Dr. Martin Küster im Kreuzverhör:

Geburtsdatum: 03.07.1968

Geburtsort: Bonn

Wohnhaft in: Köln

Familienstand: ledig, liiert

Erstes Fahrzeug: Renault R5 TL mit 45 PS und natürlich mit nachträglichem Sportfahrwerk, Zusatzscheinwerfer und Drehzahlmesser etc. Topspeed 135 km/h, gefühlt deutlich schneller!

Aktuelles Fahrzeug: BMW Alpina Roadster S

Erlernter Beruf: Groß- und Außenhandelskaufmann, dann Dipl.-Kaufmann

Im Motorsport involviert seit: 1986

Größter beruflicher Erfolg: Freude und Unabhängigkeit miteinander verbunden zu haben

Größtes Ziel: Freunde pflegen, Freude bewahren, Unabhängigkeit sichern

Online oder Print? Infos Online, Bilder Print

Business- oder Economy-Class? Economy, ich schlafe sowieso im Flieger

Boulevard oder Feuilleton? weder noch

Festgeld oder Optionsschein? beides, am liebsten zum jeweils optimalen Zeitpunkt

T-Shirt oder Sakko? Sakko

Opernball oder Oktoberfest? als Kölner natürlich Karneval!

Arbeit oder Hobby? ist für mich zum Glück dasselbe

Lebensmotto: Wer nichts wagt, der nicht gewinnt. Aber Augen auf und immer umsichtig sein!

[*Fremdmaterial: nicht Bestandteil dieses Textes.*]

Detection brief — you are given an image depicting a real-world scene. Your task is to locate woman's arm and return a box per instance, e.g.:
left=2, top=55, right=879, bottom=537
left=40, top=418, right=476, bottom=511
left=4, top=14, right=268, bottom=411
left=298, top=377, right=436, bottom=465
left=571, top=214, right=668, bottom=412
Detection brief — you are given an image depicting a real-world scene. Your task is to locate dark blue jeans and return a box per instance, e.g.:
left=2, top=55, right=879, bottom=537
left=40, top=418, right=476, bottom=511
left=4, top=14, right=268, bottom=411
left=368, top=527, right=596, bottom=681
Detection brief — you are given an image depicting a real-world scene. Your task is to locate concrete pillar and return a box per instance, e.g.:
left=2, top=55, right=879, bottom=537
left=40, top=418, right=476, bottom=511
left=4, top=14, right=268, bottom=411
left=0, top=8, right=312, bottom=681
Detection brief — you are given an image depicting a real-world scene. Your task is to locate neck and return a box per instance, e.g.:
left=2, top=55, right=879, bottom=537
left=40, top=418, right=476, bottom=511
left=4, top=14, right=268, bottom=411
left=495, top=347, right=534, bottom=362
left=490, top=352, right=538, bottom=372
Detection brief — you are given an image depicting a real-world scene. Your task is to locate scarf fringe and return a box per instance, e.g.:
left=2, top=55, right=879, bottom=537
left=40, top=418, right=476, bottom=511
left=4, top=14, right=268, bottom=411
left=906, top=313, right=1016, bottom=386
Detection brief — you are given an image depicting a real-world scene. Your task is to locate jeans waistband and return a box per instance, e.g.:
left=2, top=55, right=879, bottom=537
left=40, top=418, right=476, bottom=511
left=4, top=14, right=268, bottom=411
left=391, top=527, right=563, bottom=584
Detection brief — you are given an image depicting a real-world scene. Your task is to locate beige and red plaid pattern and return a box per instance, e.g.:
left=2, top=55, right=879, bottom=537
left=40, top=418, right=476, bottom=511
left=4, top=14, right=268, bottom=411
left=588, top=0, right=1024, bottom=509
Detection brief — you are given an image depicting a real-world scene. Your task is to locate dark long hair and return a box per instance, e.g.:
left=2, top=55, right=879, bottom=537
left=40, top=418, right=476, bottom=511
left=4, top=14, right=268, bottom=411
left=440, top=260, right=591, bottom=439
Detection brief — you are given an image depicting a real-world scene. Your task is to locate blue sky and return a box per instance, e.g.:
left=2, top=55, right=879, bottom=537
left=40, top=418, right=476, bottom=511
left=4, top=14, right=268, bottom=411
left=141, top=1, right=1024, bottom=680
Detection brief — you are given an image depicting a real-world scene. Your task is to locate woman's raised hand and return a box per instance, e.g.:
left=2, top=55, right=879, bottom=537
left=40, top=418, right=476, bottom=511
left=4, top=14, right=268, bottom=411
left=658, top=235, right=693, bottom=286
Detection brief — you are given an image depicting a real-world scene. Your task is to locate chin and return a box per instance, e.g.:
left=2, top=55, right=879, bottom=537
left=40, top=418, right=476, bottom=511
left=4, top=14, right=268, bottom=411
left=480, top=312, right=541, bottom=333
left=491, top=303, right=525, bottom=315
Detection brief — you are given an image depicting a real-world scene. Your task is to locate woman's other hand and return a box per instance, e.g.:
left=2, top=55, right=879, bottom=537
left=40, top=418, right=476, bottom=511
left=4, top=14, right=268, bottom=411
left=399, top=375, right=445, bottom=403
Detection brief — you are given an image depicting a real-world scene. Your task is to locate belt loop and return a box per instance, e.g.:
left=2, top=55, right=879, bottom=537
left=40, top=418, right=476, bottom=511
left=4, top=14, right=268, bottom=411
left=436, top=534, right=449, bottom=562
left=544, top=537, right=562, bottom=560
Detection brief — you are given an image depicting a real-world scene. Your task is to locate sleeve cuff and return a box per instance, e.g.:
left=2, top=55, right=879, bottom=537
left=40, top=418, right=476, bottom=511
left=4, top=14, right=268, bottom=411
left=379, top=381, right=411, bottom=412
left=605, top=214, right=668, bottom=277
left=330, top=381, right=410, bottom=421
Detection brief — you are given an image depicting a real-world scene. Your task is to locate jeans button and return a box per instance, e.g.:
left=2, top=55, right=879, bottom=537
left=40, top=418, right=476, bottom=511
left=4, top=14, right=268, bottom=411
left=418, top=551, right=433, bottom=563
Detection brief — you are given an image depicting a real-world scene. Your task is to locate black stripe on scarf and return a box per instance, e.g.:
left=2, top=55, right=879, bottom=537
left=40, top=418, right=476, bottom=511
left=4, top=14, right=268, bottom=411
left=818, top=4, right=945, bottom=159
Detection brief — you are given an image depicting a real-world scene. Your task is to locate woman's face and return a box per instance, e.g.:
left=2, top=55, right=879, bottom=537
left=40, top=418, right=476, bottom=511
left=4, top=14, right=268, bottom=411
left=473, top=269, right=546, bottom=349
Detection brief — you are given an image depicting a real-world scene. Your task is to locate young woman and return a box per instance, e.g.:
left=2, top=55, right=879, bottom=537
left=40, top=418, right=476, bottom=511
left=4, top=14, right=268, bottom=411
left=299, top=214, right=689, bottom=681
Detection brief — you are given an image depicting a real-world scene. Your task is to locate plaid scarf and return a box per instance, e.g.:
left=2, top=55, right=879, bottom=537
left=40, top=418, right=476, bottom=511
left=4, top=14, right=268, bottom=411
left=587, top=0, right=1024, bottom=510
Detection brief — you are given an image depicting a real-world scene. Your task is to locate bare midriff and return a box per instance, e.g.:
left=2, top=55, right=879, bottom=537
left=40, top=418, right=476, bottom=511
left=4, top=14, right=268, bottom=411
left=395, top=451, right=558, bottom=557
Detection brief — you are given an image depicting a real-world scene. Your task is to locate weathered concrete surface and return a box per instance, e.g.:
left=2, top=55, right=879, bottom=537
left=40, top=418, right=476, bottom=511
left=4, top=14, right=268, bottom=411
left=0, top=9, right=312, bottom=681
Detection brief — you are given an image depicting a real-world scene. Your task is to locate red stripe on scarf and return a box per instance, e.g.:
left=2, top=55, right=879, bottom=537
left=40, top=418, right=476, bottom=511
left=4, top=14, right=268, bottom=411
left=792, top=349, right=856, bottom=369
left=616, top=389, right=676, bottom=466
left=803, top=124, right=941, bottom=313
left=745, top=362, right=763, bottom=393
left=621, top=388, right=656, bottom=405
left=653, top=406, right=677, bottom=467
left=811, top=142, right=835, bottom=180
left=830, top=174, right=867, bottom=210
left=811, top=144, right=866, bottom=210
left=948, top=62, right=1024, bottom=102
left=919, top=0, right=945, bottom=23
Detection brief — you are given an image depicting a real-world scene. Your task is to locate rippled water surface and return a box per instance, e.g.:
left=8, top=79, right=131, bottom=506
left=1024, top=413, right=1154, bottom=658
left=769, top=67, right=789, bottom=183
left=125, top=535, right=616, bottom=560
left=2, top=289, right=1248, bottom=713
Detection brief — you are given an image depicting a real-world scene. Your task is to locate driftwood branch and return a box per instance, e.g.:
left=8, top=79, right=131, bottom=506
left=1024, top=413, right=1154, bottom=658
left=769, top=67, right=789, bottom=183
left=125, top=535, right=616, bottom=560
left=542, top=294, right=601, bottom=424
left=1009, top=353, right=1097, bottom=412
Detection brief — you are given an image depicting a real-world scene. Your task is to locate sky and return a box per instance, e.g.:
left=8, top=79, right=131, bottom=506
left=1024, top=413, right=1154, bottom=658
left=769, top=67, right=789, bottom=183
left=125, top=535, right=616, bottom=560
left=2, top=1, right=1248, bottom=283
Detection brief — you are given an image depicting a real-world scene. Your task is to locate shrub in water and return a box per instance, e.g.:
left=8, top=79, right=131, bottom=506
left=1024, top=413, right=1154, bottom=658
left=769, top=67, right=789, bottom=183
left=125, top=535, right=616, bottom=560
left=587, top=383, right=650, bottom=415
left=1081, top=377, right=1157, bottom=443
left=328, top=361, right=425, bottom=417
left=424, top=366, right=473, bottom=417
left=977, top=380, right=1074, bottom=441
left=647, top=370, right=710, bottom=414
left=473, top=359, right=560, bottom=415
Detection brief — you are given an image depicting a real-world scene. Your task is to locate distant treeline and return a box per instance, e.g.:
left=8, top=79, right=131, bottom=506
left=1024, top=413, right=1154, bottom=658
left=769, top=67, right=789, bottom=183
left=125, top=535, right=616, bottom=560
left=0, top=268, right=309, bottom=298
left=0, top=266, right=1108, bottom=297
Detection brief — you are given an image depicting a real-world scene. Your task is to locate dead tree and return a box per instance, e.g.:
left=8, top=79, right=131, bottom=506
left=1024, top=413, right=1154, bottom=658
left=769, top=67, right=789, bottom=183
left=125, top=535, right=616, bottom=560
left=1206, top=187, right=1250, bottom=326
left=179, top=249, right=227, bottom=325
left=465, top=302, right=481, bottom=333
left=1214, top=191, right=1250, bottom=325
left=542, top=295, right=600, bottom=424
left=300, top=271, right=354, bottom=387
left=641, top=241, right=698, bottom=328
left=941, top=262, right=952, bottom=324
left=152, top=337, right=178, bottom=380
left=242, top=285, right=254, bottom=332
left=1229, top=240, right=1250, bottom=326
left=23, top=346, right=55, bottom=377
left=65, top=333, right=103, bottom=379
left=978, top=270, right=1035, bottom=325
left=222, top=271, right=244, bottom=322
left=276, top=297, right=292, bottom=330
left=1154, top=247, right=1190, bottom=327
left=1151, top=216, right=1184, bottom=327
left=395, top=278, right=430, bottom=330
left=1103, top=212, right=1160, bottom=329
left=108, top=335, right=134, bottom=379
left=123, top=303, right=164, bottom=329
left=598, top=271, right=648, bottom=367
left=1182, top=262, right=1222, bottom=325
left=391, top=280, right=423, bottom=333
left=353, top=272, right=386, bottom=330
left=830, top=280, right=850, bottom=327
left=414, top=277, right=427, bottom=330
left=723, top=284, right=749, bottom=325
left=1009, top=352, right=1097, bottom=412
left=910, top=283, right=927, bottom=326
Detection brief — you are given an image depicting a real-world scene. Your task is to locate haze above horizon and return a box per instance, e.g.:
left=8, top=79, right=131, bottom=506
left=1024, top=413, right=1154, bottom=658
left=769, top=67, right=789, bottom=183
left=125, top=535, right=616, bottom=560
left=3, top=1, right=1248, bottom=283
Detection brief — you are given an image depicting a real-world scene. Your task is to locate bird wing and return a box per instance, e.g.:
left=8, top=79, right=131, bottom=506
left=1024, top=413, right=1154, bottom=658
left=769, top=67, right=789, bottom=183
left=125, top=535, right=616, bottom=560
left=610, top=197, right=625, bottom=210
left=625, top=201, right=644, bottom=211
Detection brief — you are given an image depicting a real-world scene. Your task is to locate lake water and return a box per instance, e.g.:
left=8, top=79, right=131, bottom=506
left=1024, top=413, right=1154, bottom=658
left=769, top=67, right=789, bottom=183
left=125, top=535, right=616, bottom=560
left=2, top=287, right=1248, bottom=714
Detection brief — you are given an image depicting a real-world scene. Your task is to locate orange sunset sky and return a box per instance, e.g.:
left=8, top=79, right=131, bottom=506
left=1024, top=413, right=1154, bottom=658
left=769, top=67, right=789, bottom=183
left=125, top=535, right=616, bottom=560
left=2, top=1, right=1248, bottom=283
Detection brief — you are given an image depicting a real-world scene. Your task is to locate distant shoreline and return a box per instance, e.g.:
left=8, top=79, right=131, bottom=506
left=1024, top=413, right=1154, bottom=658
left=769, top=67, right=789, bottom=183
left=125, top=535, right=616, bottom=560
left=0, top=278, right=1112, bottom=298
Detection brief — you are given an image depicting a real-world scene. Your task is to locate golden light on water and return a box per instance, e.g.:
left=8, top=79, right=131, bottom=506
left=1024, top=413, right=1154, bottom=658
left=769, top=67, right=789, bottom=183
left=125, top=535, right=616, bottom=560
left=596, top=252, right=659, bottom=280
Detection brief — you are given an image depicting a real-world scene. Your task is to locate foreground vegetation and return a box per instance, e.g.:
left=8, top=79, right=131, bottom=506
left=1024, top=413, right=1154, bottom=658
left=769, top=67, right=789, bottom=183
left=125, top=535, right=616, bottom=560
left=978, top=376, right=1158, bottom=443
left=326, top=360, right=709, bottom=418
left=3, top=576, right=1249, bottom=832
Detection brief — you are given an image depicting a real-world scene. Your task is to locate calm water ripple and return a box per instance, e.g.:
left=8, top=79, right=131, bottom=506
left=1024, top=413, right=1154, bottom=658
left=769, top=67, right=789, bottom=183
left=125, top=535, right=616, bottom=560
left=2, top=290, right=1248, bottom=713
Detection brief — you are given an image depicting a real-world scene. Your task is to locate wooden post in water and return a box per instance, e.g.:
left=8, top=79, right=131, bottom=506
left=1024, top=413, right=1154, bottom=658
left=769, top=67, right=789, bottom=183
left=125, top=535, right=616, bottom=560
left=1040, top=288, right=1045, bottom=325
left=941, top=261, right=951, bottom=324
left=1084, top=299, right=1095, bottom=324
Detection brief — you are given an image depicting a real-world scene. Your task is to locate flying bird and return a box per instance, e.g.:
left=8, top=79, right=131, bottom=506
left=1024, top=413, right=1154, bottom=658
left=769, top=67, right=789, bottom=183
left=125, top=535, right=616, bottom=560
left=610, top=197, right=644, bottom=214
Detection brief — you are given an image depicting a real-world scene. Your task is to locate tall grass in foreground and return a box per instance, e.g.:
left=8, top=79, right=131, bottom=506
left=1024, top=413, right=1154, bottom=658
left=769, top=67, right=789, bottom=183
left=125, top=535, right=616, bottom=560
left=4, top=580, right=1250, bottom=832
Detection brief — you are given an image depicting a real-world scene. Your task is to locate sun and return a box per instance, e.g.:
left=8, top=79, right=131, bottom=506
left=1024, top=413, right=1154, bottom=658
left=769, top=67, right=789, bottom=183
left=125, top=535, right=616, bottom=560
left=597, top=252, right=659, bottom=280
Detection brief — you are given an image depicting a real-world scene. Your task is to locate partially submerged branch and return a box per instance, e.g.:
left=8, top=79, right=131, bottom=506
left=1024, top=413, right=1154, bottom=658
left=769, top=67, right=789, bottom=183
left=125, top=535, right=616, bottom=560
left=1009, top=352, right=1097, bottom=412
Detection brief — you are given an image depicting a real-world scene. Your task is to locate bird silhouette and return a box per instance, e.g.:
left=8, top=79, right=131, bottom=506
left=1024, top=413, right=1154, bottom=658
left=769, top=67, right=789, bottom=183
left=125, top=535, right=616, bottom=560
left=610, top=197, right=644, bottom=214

Geld bedeutet für mich... Sicherheit, Unabhängigkeit und in Dimensionen eines Bernie Ecclestone auch Spiel

Motorsport fasziniert mich, weil... Wer noch nie von 0 auf 100 in 4 Sekunden beschleunigt hat, weiß nicht, was Emotionen sind. Der professionelle Motorsport ist so gesehen Emotion nonstop. Eine x-fache Geschwindigkeit zu beherrschen, die im Menschen von Natur aus nicht angelegt ist und sie im Wettbewerb zu perfektionieren, ist faszinierend.